Paul Broadhead, head of mortgage policy at the BSA, was concerned at the impact the LTI caps could have on first-time buyers. “This type of blunt instrument is untested in the UK market and there is a risk of unintended consequences, particularly for first-time buyers,” he said.

“This group naturally need to borrow at higher income multiples, and can do so provided they meet affordability criteria. It is important that they aren't pushed towards more expensive credit, despite being able to afford a mortgage.

Mark Harris also feels the move is too inflexible, as he added that conditions should be added for high-net-worth borrowers.

He said: “Many outgoings are fixed outgoings: if you are earning £40,000 you might not be able to afford 4.5 times income but if you are earning £400,000, it might be perfectly affordable to take on a mortgage that is six times your income.”


Simon Crone wants the UK to emulate the Canadian Market, where a far higher proportion of mortgages are insured, either privately or by the government’s Canada Mortgage and Housing Corporation.

He said: “Mortgage insurance provides a more targeted and sustainable means of implementing sensible LTI limits and promoting good underwriting practice.
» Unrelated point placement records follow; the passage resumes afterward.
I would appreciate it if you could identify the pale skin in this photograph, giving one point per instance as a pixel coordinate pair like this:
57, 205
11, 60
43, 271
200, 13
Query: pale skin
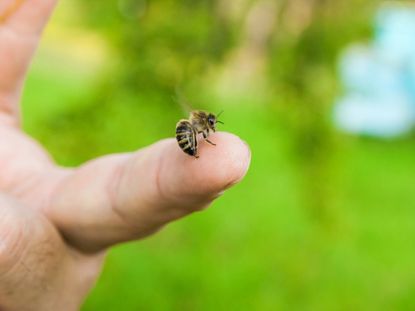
57, 223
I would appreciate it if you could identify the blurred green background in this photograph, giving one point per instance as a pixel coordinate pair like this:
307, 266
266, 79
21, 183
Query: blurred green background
322, 221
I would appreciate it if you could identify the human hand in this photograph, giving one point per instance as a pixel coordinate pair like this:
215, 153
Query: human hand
56, 223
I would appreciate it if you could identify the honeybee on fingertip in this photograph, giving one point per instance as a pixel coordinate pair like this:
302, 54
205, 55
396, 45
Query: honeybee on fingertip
187, 130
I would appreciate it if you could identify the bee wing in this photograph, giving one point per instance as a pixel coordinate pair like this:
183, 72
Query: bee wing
180, 99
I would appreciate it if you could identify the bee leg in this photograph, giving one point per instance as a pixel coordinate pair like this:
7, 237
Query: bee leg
213, 144
205, 136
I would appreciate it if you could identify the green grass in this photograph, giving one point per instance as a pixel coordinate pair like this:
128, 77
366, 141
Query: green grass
259, 247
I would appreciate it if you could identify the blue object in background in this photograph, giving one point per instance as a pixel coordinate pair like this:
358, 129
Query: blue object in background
379, 79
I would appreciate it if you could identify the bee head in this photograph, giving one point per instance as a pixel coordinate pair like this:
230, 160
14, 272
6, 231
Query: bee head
212, 120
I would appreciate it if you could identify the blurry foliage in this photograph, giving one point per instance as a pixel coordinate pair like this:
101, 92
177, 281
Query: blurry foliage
265, 244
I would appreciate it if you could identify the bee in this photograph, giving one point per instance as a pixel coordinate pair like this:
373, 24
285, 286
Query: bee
199, 122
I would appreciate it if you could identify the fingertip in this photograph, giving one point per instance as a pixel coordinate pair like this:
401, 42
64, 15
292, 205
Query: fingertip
218, 167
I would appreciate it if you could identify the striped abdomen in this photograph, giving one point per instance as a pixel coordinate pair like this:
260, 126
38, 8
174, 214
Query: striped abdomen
187, 137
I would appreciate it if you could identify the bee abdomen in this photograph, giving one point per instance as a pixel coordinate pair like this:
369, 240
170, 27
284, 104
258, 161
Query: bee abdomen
186, 137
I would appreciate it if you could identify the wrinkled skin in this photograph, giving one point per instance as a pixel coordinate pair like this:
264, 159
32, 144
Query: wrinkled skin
56, 223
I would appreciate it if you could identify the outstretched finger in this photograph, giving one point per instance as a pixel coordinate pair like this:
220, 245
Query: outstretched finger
125, 197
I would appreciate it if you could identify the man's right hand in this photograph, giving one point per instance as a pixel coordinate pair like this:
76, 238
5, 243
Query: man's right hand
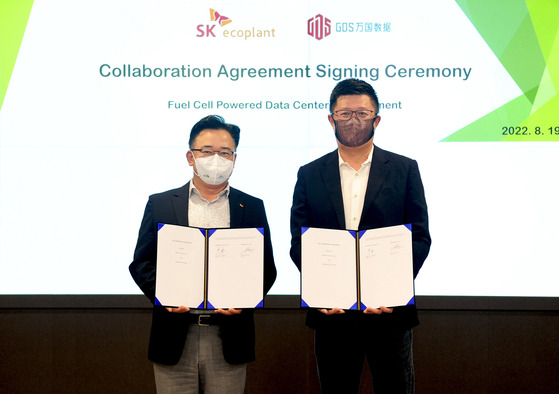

“Such a move would also provide much needed clarity on the future of high loan to value lending post-Help to Buy, which is more important than ever following today’s announcement.

“Moves to tighten affordability tests so soon after the Mortgage Market Review threaten to cast a further shadow over the first-time buyer market, which already recorded the slowest growth in April when the new rules came into play.

“The recovery of high LTV lending has relied on the government initiative, and the use of private mortgage insurance to fulfil this role beyond 2016 could support greater first time buyer activity while encouraging the necessary discipline to manage risk.”